Il subsiste donc beaucoup d’incertitudes, malgré la colère née des retards et des manquements du gouvernement. C’est flagrant à Adiyaman à quelque 300 km au nord d’Antioche. Là aussi, la ville est toujours un immense chantier, même paysage de gravats, de camps de tentes. C’est un fief de l’AKP le parti au pouvoir. C’est là que le président Erdogan est venu demander pardon. Beaucoup sont prêts à lui accorder.

C’est le cas de Bayram, que franceinfo retrouve au marché cherchant des toiles imperméables pour protéger ses provisions. Il a eu la chance de sauver toute sa famille. "Si nous n’avions pas de leader, nous n’aurions rien, estime ainsi Bayram. Bien que l’on ait tardé trois jours, au bout du troisième jour, notre gouvernement a tout fait pour nous aider. Et ils continuent. C’est pourquoi je le pardonne." "J’espère que notre président entendra ce que je dis et continuera de nous aider, qu’il empêchera que pire se produise, poursuit-il. Je souhaite qu’il fasse de bons projets pour les gens qui n’ont plus de maison. On y croit, on croit en lui."

Bayram reconnaît que certains de ses amis ont changé de camp et ne donneront pas leur voix au président. Mais le pourcentage est difficile à estimer.

Ufuk, ingénieur topographe de la chambre des architectes (MARIE-PIERRE VEROT / RADIO FRANCE)

Ufuk Bayir est ingénieur topographe à Adiyaman. Et il n'est pas très optimiste. Il nous a donné rendez-vous dans le centre-ville devant l’horloge d’Adiyaman, devenue un symbole : elle s'est arrêtée à 4h17, l'heure où la terre a tremblé, ce 6 février 2023. 

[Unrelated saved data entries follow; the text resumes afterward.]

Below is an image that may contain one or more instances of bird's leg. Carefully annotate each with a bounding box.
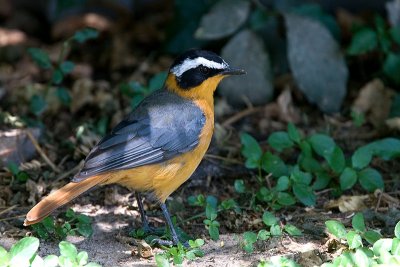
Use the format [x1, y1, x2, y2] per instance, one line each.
[135, 192, 154, 233]
[152, 203, 189, 247]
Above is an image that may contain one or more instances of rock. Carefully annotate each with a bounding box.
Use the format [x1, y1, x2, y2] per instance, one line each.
[285, 14, 348, 114]
[0, 128, 40, 168]
[386, 0, 400, 26]
[195, 0, 250, 40]
[220, 30, 273, 107]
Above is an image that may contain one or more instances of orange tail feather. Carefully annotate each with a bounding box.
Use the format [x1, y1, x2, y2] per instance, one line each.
[24, 175, 108, 226]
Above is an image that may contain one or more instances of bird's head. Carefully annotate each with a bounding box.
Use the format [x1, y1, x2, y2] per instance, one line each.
[165, 49, 245, 101]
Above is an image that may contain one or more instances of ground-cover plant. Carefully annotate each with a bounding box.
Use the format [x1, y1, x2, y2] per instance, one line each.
[240, 123, 400, 209]
[240, 211, 302, 253]
[0, 236, 101, 267]
[258, 256, 300, 267]
[187, 194, 241, 241]
[27, 28, 99, 116]
[31, 208, 93, 240]
[119, 72, 167, 108]
[347, 15, 400, 86]
[154, 239, 205, 267]
[323, 213, 400, 266]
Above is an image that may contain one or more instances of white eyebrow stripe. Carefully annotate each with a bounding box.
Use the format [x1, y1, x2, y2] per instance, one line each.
[171, 57, 228, 77]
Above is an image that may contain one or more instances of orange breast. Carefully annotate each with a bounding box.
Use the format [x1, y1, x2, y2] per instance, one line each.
[101, 98, 214, 203]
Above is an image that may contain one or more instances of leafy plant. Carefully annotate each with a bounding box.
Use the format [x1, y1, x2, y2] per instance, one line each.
[0, 237, 101, 267]
[240, 123, 400, 209]
[187, 194, 240, 241]
[323, 214, 400, 266]
[241, 211, 302, 253]
[258, 256, 300, 267]
[7, 162, 30, 183]
[347, 15, 400, 85]
[31, 209, 93, 240]
[27, 28, 99, 116]
[155, 239, 205, 266]
[119, 72, 167, 108]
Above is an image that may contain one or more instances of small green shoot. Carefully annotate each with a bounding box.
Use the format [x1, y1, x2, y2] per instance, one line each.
[31, 209, 93, 240]
[155, 239, 205, 266]
[0, 237, 101, 267]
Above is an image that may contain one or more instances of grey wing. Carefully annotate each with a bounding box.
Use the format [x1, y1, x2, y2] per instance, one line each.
[73, 91, 205, 181]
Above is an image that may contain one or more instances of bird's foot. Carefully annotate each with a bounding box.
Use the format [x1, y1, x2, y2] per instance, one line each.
[151, 238, 189, 248]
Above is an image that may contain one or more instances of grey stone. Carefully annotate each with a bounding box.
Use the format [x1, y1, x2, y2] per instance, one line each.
[220, 30, 273, 107]
[386, 0, 400, 27]
[195, 0, 250, 40]
[285, 14, 348, 113]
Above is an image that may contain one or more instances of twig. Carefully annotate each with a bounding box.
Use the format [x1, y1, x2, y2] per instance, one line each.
[0, 214, 25, 222]
[204, 154, 242, 165]
[26, 130, 61, 173]
[222, 107, 264, 127]
[0, 205, 17, 217]
[55, 161, 84, 181]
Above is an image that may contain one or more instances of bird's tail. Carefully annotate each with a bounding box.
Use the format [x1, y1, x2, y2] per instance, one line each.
[24, 174, 108, 226]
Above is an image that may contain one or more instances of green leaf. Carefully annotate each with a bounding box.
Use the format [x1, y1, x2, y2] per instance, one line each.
[261, 152, 288, 177]
[347, 28, 378, 55]
[262, 211, 278, 226]
[292, 184, 316, 206]
[205, 204, 217, 220]
[240, 133, 262, 165]
[149, 72, 168, 92]
[327, 146, 345, 173]
[257, 230, 270, 241]
[287, 122, 301, 144]
[28, 48, 52, 69]
[30, 94, 47, 116]
[209, 223, 219, 241]
[73, 28, 99, 43]
[0, 246, 10, 266]
[384, 53, 400, 85]
[268, 132, 294, 152]
[392, 238, 400, 256]
[276, 192, 296, 206]
[56, 87, 71, 106]
[308, 134, 335, 158]
[291, 166, 312, 185]
[275, 176, 289, 191]
[77, 222, 93, 237]
[52, 69, 64, 84]
[9, 237, 39, 266]
[352, 248, 370, 267]
[300, 155, 322, 173]
[363, 230, 382, 245]
[60, 61, 75, 74]
[312, 172, 331, 190]
[346, 230, 362, 249]
[352, 213, 366, 232]
[358, 168, 384, 192]
[390, 26, 400, 45]
[340, 167, 358, 191]
[284, 224, 302, 236]
[155, 254, 170, 267]
[325, 220, 347, 239]
[234, 179, 246, 193]
[396, 221, 400, 239]
[77, 251, 88, 266]
[373, 238, 393, 256]
[243, 231, 258, 243]
[43, 255, 58, 267]
[270, 224, 282, 236]
[59, 241, 78, 259]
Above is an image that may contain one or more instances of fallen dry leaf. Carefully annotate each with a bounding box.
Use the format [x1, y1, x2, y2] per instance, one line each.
[137, 240, 153, 259]
[325, 195, 369, 212]
[352, 79, 394, 129]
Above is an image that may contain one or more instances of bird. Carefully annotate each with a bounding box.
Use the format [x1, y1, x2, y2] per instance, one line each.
[24, 49, 245, 245]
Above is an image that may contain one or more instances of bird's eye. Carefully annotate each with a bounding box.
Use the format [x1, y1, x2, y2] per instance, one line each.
[200, 66, 209, 75]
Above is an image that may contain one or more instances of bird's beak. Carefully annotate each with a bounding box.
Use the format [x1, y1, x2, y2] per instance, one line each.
[221, 67, 246, 76]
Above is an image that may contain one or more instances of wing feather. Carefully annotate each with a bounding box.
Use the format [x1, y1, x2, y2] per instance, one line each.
[73, 90, 205, 181]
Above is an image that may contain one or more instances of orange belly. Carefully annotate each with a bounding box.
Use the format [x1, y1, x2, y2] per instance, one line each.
[101, 98, 214, 203]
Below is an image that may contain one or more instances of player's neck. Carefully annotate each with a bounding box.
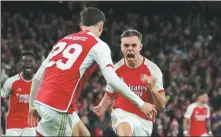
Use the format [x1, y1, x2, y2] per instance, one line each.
[126, 55, 144, 68]
[196, 101, 204, 106]
[21, 72, 33, 81]
[81, 26, 99, 37]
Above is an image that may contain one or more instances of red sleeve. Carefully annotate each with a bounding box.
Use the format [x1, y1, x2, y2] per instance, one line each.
[106, 64, 114, 68]
[105, 90, 115, 97]
[158, 89, 165, 93]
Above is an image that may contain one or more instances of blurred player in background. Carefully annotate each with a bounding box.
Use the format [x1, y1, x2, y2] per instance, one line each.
[1, 51, 36, 136]
[93, 29, 167, 136]
[28, 7, 156, 136]
[183, 91, 213, 136]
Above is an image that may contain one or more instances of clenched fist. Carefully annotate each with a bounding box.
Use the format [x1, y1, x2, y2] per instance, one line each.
[93, 105, 105, 116]
[141, 75, 157, 92]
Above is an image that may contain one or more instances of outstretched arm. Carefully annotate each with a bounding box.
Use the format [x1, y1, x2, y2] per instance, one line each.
[101, 67, 145, 108]
[29, 63, 47, 109]
[93, 92, 115, 116]
[29, 51, 52, 109]
[28, 52, 52, 127]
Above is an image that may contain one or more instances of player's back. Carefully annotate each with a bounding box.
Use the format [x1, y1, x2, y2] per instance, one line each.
[35, 31, 101, 113]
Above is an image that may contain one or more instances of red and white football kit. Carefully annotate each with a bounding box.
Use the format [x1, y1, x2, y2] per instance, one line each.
[31, 30, 145, 136]
[106, 58, 165, 136]
[1, 73, 35, 136]
[184, 103, 210, 136]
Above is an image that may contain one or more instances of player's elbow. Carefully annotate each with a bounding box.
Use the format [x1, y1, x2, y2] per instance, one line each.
[156, 104, 165, 110]
[160, 104, 166, 109]
[156, 100, 167, 110]
[183, 117, 190, 124]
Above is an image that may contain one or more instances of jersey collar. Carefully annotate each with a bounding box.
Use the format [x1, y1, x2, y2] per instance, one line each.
[19, 72, 33, 82]
[124, 56, 145, 69]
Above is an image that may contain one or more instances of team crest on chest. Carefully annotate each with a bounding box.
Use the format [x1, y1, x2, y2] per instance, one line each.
[16, 88, 22, 92]
[140, 74, 147, 83]
[195, 111, 198, 115]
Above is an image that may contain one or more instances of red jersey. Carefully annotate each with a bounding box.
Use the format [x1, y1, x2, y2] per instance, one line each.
[184, 103, 210, 136]
[35, 31, 113, 114]
[106, 58, 165, 122]
[1, 73, 33, 129]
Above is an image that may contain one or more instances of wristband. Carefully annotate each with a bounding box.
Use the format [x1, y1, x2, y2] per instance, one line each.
[183, 130, 188, 135]
[138, 100, 145, 109]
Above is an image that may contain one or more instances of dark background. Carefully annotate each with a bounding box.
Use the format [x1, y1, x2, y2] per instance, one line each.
[1, 1, 221, 136]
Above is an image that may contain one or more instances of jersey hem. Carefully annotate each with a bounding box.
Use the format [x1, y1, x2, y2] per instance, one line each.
[34, 100, 67, 113]
[113, 108, 153, 123]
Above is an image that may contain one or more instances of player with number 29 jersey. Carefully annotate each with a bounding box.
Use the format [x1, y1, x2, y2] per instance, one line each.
[35, 30, 112, 114]
[29, 7, 152, 136]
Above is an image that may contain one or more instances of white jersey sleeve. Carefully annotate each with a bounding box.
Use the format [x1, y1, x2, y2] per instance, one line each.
[184, 103, 196, 119]
[29, 51, 52, 108]
[1, 78, 13, 98]
[101, 67, 144, 108]
[1, 75, 19, 98]
[90, 42, 113, 70]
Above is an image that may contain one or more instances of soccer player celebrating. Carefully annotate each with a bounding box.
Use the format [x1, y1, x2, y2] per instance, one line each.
[93, 29, 167, 136]
[1, 51, 36, 136]
[183, 91, 213, 136]
[28, 7, 156, 136]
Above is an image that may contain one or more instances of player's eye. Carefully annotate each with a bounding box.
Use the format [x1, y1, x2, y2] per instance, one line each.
[123, 44, 130, 47]
[132, 44, 137, 47]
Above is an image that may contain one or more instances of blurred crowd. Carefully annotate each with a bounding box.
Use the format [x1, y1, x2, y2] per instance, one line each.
[1, 3, 221, 136]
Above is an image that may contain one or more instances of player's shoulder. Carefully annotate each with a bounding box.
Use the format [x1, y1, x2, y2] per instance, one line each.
[203, 104, 210, 109]
[87, 32, 109, 48]
[4, 74, 20, 85]
[187, 102, 198, 109]
[143, 58, 162, 75]
[114, 59, 125, 71]
[86, 32, 110, 53]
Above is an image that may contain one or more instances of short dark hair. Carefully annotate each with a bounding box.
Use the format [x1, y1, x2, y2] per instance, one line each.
[80, 7, 105, 26]
[121, 29, 142, 41]
[195, 90, 207, 100]
[21, 51, 36, 59]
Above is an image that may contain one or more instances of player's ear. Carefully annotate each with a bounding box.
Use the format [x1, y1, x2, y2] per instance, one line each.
[120, 44, 123, 50]
[120, 40, 123, 50]
[79, 22, 83, 30]
[140, 43, 143, 51]
[18, 60, 23, 71]
[98, 22, 103, 32]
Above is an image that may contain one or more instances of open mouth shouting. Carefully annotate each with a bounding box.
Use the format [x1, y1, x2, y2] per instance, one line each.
[127, 52, 135, 61]
[24, 66, 32, 72]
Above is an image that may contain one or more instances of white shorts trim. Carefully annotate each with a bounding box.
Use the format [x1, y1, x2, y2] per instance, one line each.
[201, 133, 209, 136]
[34, 100, 67, 113]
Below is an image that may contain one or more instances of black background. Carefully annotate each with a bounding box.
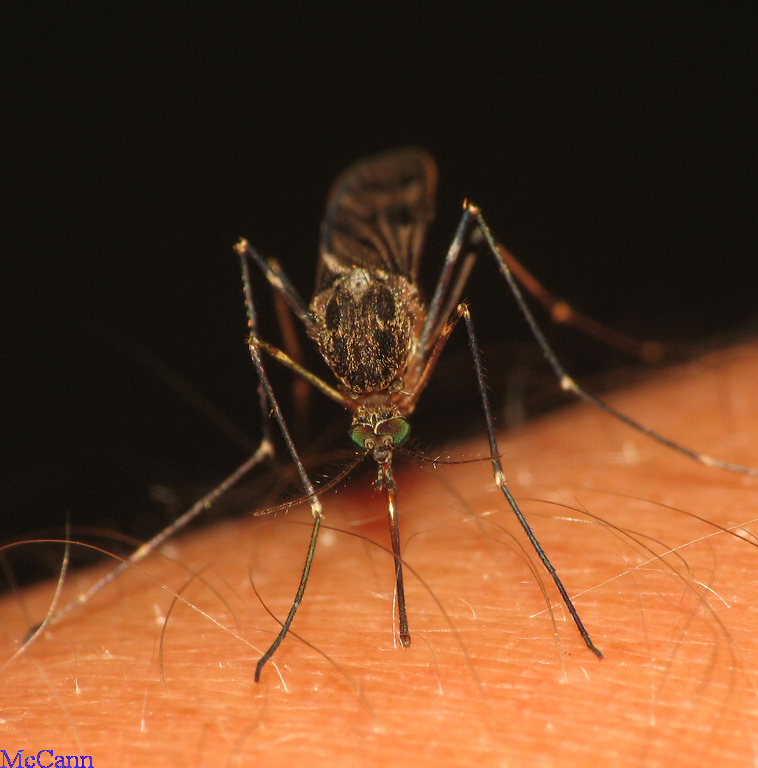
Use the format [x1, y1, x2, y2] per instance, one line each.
[4, 5, 757, 583]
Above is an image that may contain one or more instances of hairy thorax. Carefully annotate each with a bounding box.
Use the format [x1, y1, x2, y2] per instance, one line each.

"On oublie tout très vite chez nous, et in oubliera très vite cette catastrophe aussi. Et comme on est arriérés et que l’on rattache tout à la croyance et au destin, je pense que Tayyip Erdogan aura le résultat qu’il espère à Adiyaman."

Ufuk

à franceinfo

Le séisme ne changera peut-être donc pas les mentalités dans cette place forte de l’AKP. Mais le pays votera-t-il une fois de plus pour Erdogan ? Les jeux restent ouverts. Ce qui est sûr, c’est que si l’opposition veut l’emporter elle devra convaincre, au-delà de la justesse de ses critiques, de sa capacité à rebâtir ces provinces, à reconstruire sans tomber dans les errements du passé.